Decía el autor: «Quien se guiase por la lógica podría inferir de una gota de agua la posibilidad de la existencia de un Atlántico o de un Niágara sin necesidad de haberlos visto u oído hablar de ellos. Toda la vida es, asimismo, una cadena cuya naturaleza conoceremos siempre que nos muestre uno solo de sus eslabones. La ciencia de la educación y del análisis, al igual que todas las artes, puede adquirirse únicamente por medio del estudio prolongado y paciente, y la vida no dura lo bastante para que ningún mortal llegue a la suma perfección posible en esa ciencia. Antes de tratar ciertos aspectos morales y mentales de esa materia que sin duda presentan grandes dificultades, el investigador debe empezar por dominar los problemas más elementales. Por ejemplo, cuando le presenten a cualquier ser mortal, empiece por descubrir de una sola ojeada cuál es su oficio o profesión. Aunque este ejercicio pueda parecer pueril, lo cierto es que aguza las facultades de observación y que enseña en qué cosas hay que fijarse y qué es lo que hay que buscar. Detalles tan simples como las uñas de los dedos de las manos, las mangas de su chaqueta, el calzado, las rodilleras de los pantalones, las callosidades de los dedos índice y pulgar, la expresión de su rostro o los puños de la camisa pueden revelar con claridad la profesión de una persona. Resulta inconcebible que todas esas cosas reunidas no lleguen a mostrarle claro el problema a un observador competente».
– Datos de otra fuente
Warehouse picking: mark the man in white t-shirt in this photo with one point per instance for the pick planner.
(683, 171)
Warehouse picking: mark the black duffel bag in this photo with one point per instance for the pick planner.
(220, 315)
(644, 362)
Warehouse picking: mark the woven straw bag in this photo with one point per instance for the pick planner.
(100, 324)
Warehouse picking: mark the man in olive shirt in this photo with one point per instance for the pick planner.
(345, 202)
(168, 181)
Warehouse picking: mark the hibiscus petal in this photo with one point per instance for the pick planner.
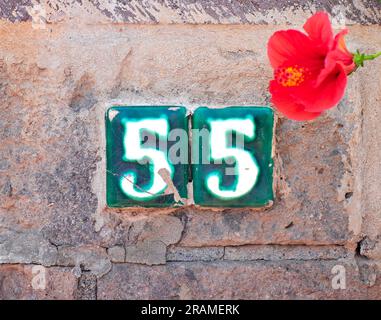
(291, 45)
(318, 27)
(288, 106)
(327, 94)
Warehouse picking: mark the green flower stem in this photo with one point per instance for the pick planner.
(359, 58)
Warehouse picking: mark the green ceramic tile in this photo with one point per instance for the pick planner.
(139, 142)
(232, 156)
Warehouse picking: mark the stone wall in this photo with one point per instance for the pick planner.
(62, 63)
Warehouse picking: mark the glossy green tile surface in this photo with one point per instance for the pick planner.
(137, 145)
(239, 147)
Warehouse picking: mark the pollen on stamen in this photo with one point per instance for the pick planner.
(290, 76)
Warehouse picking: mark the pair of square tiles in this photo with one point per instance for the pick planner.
(229, 162)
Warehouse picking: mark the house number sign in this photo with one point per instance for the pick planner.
(157, 156)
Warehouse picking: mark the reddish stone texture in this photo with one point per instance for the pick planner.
(55, 85)
(233, 280)
(190, 11)
(20, 282)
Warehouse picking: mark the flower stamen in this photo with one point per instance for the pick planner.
(290, 76)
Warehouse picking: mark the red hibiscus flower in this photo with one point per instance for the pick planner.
(310, 70)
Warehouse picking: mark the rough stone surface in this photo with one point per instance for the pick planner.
(71, 61)
(26, 247)
(233, 280)
(16, 282)
(116, 254)
(194, 254)
(55, 152)
(85, 258)
(147, 252)
(189, 11)
(275, 252)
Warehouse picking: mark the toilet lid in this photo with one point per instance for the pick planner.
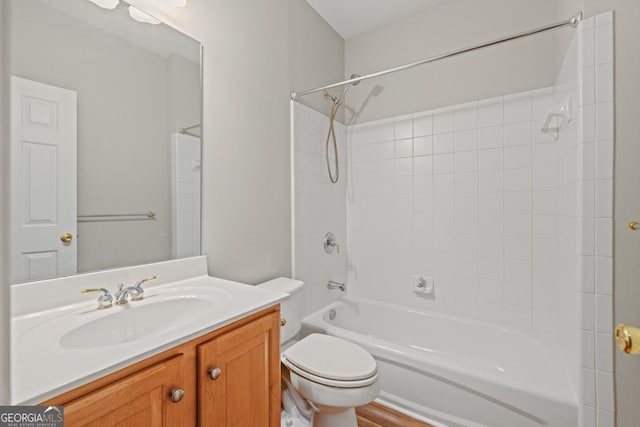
(332, 358)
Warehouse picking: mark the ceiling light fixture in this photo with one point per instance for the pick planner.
(173, 3)
(106, 4)
(140, 16)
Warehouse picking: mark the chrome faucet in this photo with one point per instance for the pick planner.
(122, 296)
(105, 300)
(336, 285)
(140, 294)
(136, 291)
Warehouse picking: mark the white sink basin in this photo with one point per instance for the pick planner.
(133, 322)
(59, 340)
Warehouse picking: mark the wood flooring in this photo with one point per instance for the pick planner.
(376, 415)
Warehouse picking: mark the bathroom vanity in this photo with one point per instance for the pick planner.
(196, 350)
(227, 377)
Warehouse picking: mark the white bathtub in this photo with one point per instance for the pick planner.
(453, 371)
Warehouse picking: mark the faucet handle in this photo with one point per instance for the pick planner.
(148, 279)
(105, 300)
(139, 295)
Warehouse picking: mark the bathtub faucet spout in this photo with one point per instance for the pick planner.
(336, 285)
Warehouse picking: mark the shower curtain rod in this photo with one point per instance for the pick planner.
(573, 22)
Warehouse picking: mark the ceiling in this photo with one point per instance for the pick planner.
(352, 17)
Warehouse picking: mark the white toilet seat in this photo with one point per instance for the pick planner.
(328, 381)
(331, 361)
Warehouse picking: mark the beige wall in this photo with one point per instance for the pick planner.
(123, 142)
(254, 52)
(4, 210)
(514, 67)
(627, 202)
(184, 99)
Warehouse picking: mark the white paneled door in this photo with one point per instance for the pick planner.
(43, 181)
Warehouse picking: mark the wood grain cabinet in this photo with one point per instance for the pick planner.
(141, 399)
(227, 378)
(236, 382)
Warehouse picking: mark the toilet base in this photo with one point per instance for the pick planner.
(344, 418)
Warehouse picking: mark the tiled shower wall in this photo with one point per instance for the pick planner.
(319, 206)
(594, 189)
(462, 194)
(514, 226)
(185, 195)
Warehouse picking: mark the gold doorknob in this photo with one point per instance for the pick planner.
(628, 338)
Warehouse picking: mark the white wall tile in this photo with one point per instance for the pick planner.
(604, 390)
(517, 134)
(403, 129)
(466, 140)
(606, 419)
(604, 159)
(444, 143)
(443, 121)
(466, 116)
(423, 146)
(422, 124)
(443, 163)
(404, 148)
(466, 161)
(604, 82)
(517, 108)
(423, 165)
(604, 237)
(587, 343)
(604, 121)
(490, 112)
(490, 137)
(604, 44)
(517, 157)
(604, 348)
(587, 311)
(604, 314)
(588, 82)
(587, 389)
(587, 416)
(604, 275)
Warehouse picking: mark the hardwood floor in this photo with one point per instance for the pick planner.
(375, 415)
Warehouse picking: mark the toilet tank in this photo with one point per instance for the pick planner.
(290, 308)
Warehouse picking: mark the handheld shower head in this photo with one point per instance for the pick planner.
(345, 90)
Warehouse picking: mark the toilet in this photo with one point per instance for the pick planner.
(333, 375)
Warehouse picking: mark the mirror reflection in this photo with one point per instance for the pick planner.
(105, 139)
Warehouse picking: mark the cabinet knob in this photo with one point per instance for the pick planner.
(214, 373)
(176, 395)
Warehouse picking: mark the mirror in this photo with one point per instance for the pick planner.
(105, 139)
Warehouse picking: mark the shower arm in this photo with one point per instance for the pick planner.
(571, 22)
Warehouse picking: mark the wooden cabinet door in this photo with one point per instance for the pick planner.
(247, 390)
(139, 400)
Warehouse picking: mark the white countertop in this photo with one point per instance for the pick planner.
(42, 368)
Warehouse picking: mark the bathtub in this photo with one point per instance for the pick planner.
(451, 371)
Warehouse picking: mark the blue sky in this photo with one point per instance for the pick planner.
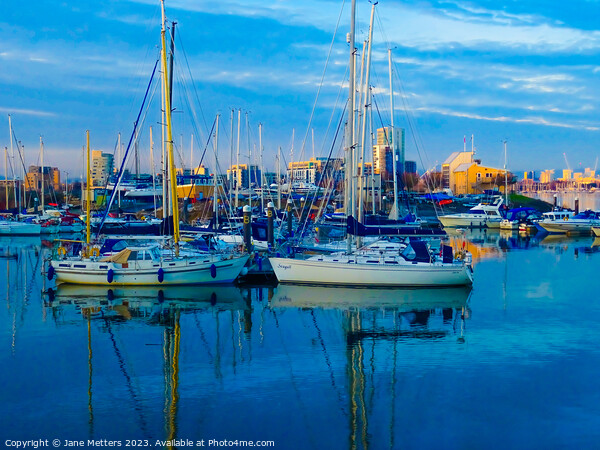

—¡Qué indecible charlatanismo! —exclamé, dejando la revista encima de la mesa con un golpe seco—. En mi vida he leído tanta tontería.

—¿De qué se trata? —me preguntó Sherlock Holmes.

—De este artículo —dije, señalando hacia el mismo con mi cucharilla mientras me sentaba para desayunarme—. Me doy cuenta de que usted lo ha leído, puesto que lo ha señalado con una marca. No niego que está escrito con agudeza. Sin embargo, me exaspera. Se trata, evidentemente, de una teoría de alguien que se pasa el rato en su sillón y va desenvolviendo todas estas paradojas en el retiro de su propio estudio. No es cosa práctica. Me gustaría ver encerrado de pronto al autor en un vagón de tercera clase del ferrocarril subterráneo y que le pidieran que fuese diciendo las profesiones de cada uno de sus compañeros de viaje. Yo apostaría mil por uno en contra suya.

—Perdería usted su dinero —hizo notar Holmes con tranquilidad—. En cuanto al artículo, lo escribí yo mismo.

—¡Usted!

—Sí; soy aficionado tanto a la observación como a la deducción. Las teorías que ahí sustento, y que le parecen a usted quiméricas, son, en realidad, extraordinariamente prácticas, tan prácticas que de ellas dependen el pan y el queso que como.

—¿Cómo así? —pregunté involuntariamente.

—Pues porque tengo una profesión propia mía. Me imagino que soy el único en el mundo que la profesa. Soy detective-consultor, y usted verá si entiende lo que significa. Existen en Londres muchísimos detectives oficiales y gran número de detectives particulares. Siempre que estos señores no dan en el clavo vienen a mí, y yo me las ingenio para ponerlos en la buena pista. Me exponen todos los elementos que han logrado reunir, y yo consigo, por lo general, encauzarlos debidamente gracias al conocimiento que poseo de la historia criminal, y si uno se conoce al dedillo y con todo detalle un millar de casos, pocas veces deja de poner en claro el mil uno. Lestrade es un detective muy conocido. Recientemente, y en un caso de falsificación, lo vio todo nebuloso, y eso fue lo que lo trajo aquí.

—¿Y los demás visitantes?

—A la mayoría de ellos los envían las agencias particulares de investigación. Se trata de personas que se encuentran en alguna dificultad y que necesitan un pequeño consejo. Yo escucho lo que ellos me cuentan, ellos escuchan los comentarios que yo les hago y, acto seguido, les cobro mis honorarios.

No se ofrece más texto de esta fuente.